175B083 Mahesh P S 27 February 2021
The properties which are self-acquired can be bequeathed by Will by owner to any one even other than his heirs or legal representatives or relatives. But if the properties are inherited, the same can’t be given away by Will, but will devolve upon the heirs entitled to such property under the Hindu Law if the deceased is Hindu. The other persons following religions other than Hindu will be governed by their personal laws.
The Parsees are governed by their Succession Act; the Christians will be governed by Indian Succession Act and like wise. Even under the Hindu Succession Act, every state has its’ own admission. In Maharashtra, now the sons and daughters are entitled to inheritance.
Hemant Agarwal (email@example.com Mumbai : 9820174108) 28 February 2021
1. You can CERTAINLY make your WILL for the inherited property or partitioned property held in your name.

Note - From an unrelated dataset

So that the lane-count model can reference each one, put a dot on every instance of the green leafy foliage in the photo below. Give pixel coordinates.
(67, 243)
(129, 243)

2. However, You CANNOT make WILL for any "Ancestral" property that you may be holding. Ancestral property means property which is atleast Four generations old. All the relevant legal heirs may execute a Partitioned Deed for the Ancestral property, consequent to which WILL can be made for the Partitioned ratio of this property.
Keep Smiling .... Hemant Agarwal
Rama chary Rachakonda (Secunderabad/Highcourt practice watsapp no.9989324294 ) 28 February 2021
Yes.All above suggessions are correct
Dr J C Vashista (Advocate) 28 February 2021
Share of inherieted property can be bequeathed by the Testator.